Dry conditions, labor shortage pose challenge for Oregon wildfire season
Spring moisture has delayed the start of wildfire season in Oregon, but drought and a shortage of personnel could strain fire response this summer.
Oregon could be in store for a difficult wildfire season because of a multi-year drought and a national labor shortage squeezing available fire personnel.
Gov. Kate Brown and state leaders voiced concerns at a press conference Monday.
“We’re fighting fires of a new age, made more intense by impacts of climate change,” Brown said. “It is a different wildfire environment with new challenges that stretch our firefighters and resources.”
The biggest challenge facing Oregon this year, leaders say, is drought.
Brown has already declared drought emergencies in 15 Oregon counties this year, the most of her tenure for this time of year. About half the state is in extreme drought or worse, according to the U.S. Drought Monitor.
Late-season rain and snow have helped stave off the start of wildfire season in some parts of the state, but it may have also contributed to the growth of “fine fuels” like invasive grasses that could drive large fires, especially east of the Cascades.
Fire risk is highest in Central Oregon to start the season, but will likely spread to Eastern and Southern Oregon as spring precipitation tapers off.
“That transition period from non-fire season into fire season will likely come very quickly this year,” said Mike Shaw, fire chief for the Oregon Department of Forestry. “And the fires that we do encounter will be difficult to suppress.”
Adding to the challenge this year is a labor shortage that’s affecting firefighting capacity nationwide.
Federal agencies and private contractors have struggled to recruit and retain wildland fire personnel in recent years, a downturn that was exacerbated by the onset of the COVID-19 pandemic in 2020.
“I’ve never seen recruitment drop this low before,” said Scott Polhamus, public information officer for the Organization of Fire Contractors and Affiliates.

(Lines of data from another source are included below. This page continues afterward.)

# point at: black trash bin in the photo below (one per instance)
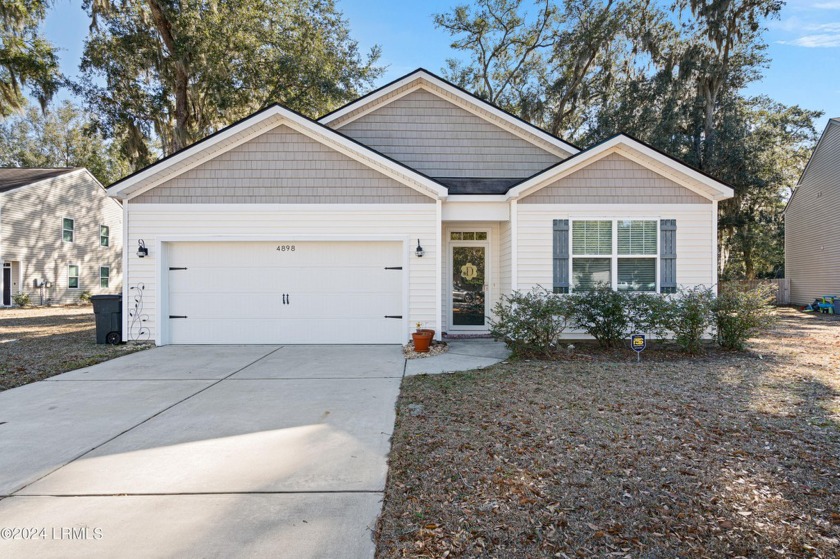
(108, 311)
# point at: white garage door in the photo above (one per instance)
(285, 293)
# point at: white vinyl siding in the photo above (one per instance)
(32, 236)
(695, 237)
(504, 258)
(812, 227)
(73, 276)
(68, 230)
(163, 222)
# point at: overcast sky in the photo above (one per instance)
(804, 44)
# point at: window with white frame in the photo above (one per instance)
(68, 229)
(619, 253)
(73, 276)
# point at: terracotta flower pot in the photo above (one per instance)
(430, 331)
(422, 340)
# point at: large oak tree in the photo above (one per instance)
(162, 74)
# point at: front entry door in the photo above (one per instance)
(7, 284)
(469, 286)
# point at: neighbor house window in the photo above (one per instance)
(68, 230)
(621, 254)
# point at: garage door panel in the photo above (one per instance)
(215, 279)
(316, 306)
(265, 254)
(233, 292)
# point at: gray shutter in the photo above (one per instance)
(561, 255)
(668, 255)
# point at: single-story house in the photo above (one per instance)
(812, 227)
(60, 235)
(415, 204)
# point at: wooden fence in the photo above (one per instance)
(782, 287)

The Eugene-based organization trains firefighters and certifies trainers.
“It means less firefighters, simply put,” Polhamus said. “It means less crews are going to be available on the hill.”

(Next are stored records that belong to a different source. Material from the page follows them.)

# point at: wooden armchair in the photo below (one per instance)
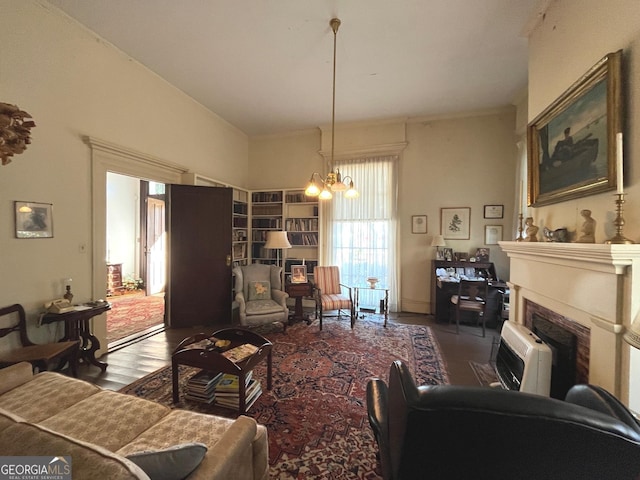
(24, 350)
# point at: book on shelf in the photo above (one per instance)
(239, 353)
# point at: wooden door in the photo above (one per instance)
(155, 251)
(199, 224)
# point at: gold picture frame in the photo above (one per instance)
(571, 144)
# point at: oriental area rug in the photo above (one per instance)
(316, 413)
(134, 313)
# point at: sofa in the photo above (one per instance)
(453, 432)
(118, 436)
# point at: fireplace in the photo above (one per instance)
(591, 290)
(569, 343)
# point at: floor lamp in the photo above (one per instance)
(277, 240)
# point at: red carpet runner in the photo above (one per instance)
(316, 413)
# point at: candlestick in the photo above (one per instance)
(619, 171)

Wildland firefighting is a competitive industry in which government agencies and private contractors compete for workers.
A group of 28 federal lawmakers, in a letter to Agriculture Secretary Tom Vilsack and Interior Secretary Deb Haaland, called the labor shortage an “urgent threat to natural resources, public safety and taxpayer dollars.”
Shaw with ODF said Oregon is “in better shape” than federal and private firefighting outfits, but ”the struggles that those folks have will have an impact on us,” especially later in summer when there’s more competition for firefighting resources.